Compliance to weight reduction programs is usually poor in obese individuals and therefore they often regain weight [20]. Thus improved compliance might contribute to the therapeutic effect in those individuals with secure attachment style. This assumption is supported by the finding that the patient-therapist relationship was assessed to be more positive in secure compared to insecure participants. Indeed, previous publications confirmed that securely attached adults are considerably more cooperative in a patient-therapist situation [22]. This corresponds to observations indicating that securely attached individuals have better access to their emotions and eating habits, can therefore better perceive, understand and name them, and thus also have better prerequisites for successful weight reduction [23]. Individuals with an insecure attachment style are more likely to have problems with these issues; in the case of emotional entanglement, for example, preoccupied attached individuals do not perceive eating as an attempt to compensate. Dismissively attached individuals, on the other hand, tend to have difficulties in experiencing emotions and thus compensate by eating; in the case of therapeutic failure, they tend to blame others - in this setting the therapist.
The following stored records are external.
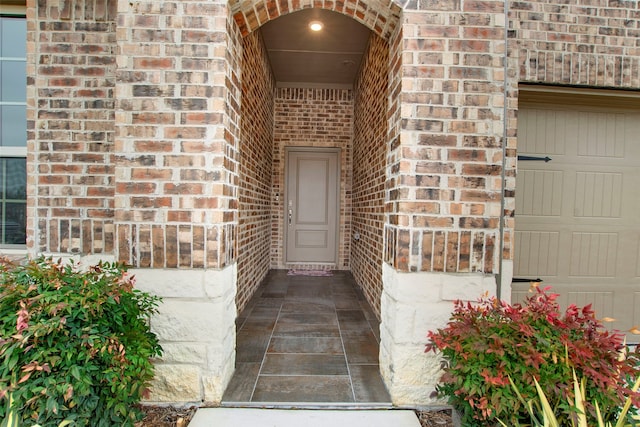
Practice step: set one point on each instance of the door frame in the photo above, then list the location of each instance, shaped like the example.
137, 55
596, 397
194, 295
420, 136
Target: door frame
311, 149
It may be assumed that insecurely attached patients have difficulties in coping with the disease and also with time-limited therapies [34]. Thus the limited number of group therapy sessions offered in our setting might have negatively affected especially preoccupied attached patients, while securely attached patients were more stable in this respect. In addition, different reactions of the therapists, which are well known to occur and may have been induced by the patients' attachment style [11], may also have affected differences in weight loss.
Some limitations of our study should be mentioned: For estimating the distribution of attachment styles in representative, non-therapy seeking obese individuals compared to normal weight individuals, our study results are not representative and further studies are required. This trial was a clinical outcome study, it was not randomized and there was no control group. Predominantly women were studied; thus, the results can not be transferred to male subjects. Due to the small number of cases, we did not analyze the subgroups of binge eating, night or emotional eaters, and the effect of additional psychiatric co-morbidities in this study. To estimate the relevance of attachment styles according gender, age, and different subgroups, future studies are desirable. But there is a strong support for the assumption that the attachment style and the helping alliance between patient and physician are important in the therapy of obesity and probably other diseases.